A solicitor who has battled for years on behalf of disabled and elderly residents of care homes has been told she will get no legal aid work in the coming year – because of a typing error.
It means that her practice must choose between working for no money, finding other solicitors to take on its casework, or abandoning clients who are not able to defend themselves at a time when local councils are planning huge government-imposed cutbacks.

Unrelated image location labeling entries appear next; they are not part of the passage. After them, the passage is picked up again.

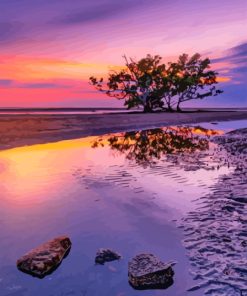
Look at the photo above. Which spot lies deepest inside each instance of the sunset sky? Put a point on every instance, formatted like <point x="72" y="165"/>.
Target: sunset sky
<point x="49" y="48"/>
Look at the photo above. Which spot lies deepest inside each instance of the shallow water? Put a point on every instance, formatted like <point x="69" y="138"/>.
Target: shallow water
<point x="106" y="197"/>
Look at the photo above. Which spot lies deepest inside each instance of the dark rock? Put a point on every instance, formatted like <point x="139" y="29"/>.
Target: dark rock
<point x="106" y="255"/>
<point x="46" y="258"/>
<point x="146" y="271"/>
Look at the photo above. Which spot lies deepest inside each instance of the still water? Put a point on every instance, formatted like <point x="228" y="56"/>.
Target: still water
<point x="133" y="192"/>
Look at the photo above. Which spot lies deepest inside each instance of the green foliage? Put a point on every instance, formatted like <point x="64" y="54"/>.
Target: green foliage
<point x="153" y="84"/>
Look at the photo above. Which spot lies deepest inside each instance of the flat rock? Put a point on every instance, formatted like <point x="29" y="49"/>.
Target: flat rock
<point x="146" y="271"/>
<point x="106" y="255"/>
<point x="45" y="258"/>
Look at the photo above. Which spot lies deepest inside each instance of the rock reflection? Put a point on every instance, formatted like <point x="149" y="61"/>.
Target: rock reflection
<point x="147" y="146"/>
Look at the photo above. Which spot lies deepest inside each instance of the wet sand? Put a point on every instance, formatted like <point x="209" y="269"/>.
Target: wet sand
<point x="19" y="130"/>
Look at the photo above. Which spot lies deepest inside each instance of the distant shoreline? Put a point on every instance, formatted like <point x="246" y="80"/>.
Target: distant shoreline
<point x="19" y="130"/>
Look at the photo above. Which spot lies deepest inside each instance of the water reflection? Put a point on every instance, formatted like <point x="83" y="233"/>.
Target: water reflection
<point x="215" y="233"/>
<point x="147" y="146"/>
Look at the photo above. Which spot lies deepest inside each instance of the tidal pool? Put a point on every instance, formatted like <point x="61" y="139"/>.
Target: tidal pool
<point x="133" y="192"/>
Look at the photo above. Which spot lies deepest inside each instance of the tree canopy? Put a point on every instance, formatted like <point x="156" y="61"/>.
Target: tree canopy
<point x="152" y="84"/>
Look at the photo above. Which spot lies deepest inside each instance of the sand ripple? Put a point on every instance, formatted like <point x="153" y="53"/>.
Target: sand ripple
<point x="216" y="232"/>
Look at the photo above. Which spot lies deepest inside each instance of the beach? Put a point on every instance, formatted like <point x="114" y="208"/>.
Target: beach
<point x="17" y="130"/>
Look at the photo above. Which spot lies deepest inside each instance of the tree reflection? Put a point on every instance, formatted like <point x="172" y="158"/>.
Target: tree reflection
<point x="146" y="146"/>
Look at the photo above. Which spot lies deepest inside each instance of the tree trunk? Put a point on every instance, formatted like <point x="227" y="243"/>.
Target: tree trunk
<point x="169" y="108"/>
<point x="147" y="109"/>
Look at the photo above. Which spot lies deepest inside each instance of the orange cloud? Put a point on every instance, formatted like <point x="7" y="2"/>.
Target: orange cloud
<point x="29" y="68"/>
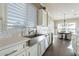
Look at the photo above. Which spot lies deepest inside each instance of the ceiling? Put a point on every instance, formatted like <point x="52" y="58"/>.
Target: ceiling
<point x="63" y="10"/>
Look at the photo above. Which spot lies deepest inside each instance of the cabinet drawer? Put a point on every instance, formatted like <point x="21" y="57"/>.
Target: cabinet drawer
<point x="12" y="50"/>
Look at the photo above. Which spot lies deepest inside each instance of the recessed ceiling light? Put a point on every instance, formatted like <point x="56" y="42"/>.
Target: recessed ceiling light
<point x="72" y="10"/>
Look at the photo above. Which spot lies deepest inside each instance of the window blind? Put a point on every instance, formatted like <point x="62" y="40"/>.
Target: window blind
<point x="16" y="15"/>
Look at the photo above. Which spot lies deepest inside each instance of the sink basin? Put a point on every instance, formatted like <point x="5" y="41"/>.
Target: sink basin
<point x="32" y="36"/>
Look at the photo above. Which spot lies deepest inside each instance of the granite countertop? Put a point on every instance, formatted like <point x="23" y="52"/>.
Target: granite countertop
<point x="7" y="42"/>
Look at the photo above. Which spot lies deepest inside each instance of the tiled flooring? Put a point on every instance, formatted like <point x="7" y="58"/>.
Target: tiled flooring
<point x="60" y="48"/>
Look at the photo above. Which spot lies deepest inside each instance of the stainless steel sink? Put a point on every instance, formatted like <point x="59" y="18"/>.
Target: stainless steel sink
<point x="33" y="36"/>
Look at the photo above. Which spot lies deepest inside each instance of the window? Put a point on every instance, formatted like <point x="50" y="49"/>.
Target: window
<point x="69" y="27"/>
<point x="16" y="15"/>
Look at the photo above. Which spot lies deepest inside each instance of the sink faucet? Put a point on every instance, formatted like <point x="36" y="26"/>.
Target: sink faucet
<point x="30" y="31"/>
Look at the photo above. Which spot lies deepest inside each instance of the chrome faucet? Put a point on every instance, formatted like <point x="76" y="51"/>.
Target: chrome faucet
<point x="30" y="31"/>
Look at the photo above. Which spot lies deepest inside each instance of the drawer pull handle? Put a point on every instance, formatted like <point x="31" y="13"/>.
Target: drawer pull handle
<point x="11" y="52"/>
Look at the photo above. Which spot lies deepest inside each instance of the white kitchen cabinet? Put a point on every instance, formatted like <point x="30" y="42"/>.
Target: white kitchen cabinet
<point x="46" y="43"/>
<point x="21" y="54"/>
<point x="32" y="51"/>
<point x="31" y="15"/>
<point x="42" y="45"/>
<point x="42" y="18"/>
<point x="41" y="48"/>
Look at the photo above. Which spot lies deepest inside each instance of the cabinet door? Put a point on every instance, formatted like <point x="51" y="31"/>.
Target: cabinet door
<point x="32" y="51"/>
<point x="42" y="45"/>
<point x="46" y="43"/>
<point x="32" y="15"/>
<point x="21" y="54"/>
<point x="42" y="17"/>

Yvonne Hossack has earned widespread recognition from campaign bodies such as Age Concern and Help the Age, while at the same time angering local councils, which tried to have her struck off two years ago.
The latest blow to her practice came in a letter from the Legal Services Commission, telling her that every one of her applications for legal aid contracts, which it administers, had been denied. The refusal has triggered suspicion that the authorities have found a new way to rid themselves of a campaigner who has created endless trouble for councils seeking to save money.
Ms Hossack has requested an interview with the commission, with a warning that cutting her firm off from legal aid is an attack on the rights of care home residents.
"We act for the most profoundly disabled people, from children to centenarians, [visiting] our clients in their own homes. There are very few solicitors providing such a service and certainly not enough to service the needs," she says in her letter. "It is in the public domain that some of our clients have been saved from suicide by having me as their solicitor. Many are at extreme risk of death from matters happening to them right now that are being litigated."
Ms Hossack is credited with saving at least 80 care homes from closure, but her unorthodox methods provoked Northamptonshire, Hull and Staffordshire councils to bring a case against her in an attempt to have her struck off. At a hearing in September 2009, Ms Hossack was cleared of professional misconduct. Alan Johnson, then the Home Secretary, was among the witnesses supporting her.
Chris Kinsey, from Kettering, whose daughter is disabled, said: "I just knew that if they couldn't get her one way, they would find another."
Lynne Scully, who runs the Medicall private nursing home in Manchester, said: "I have observed Yvonne Hossack talking to children with complex needs and severe communication problems. [She] is caring and compassionate and understands the process. I am sure there is politics at work. Yvonne gets over one obstacle and another is placed in her way."
Sources at the Ministry of Justice confirmed that Ms Hossack's applications for legal aid contracts had been turned down because of a typing error. Applications have to specify the area in which the applicant is practising, but the specialised nature of Ms Hossack's work means that she represent clients from all over Britain.
She submitted 125 applications. because of an error in her office the word "Wiltshire" appeared on all of them, which was the ground on which 124 were rejected. The 125th, which covered Wiltshire, was refused because her office is in Northamptonshire.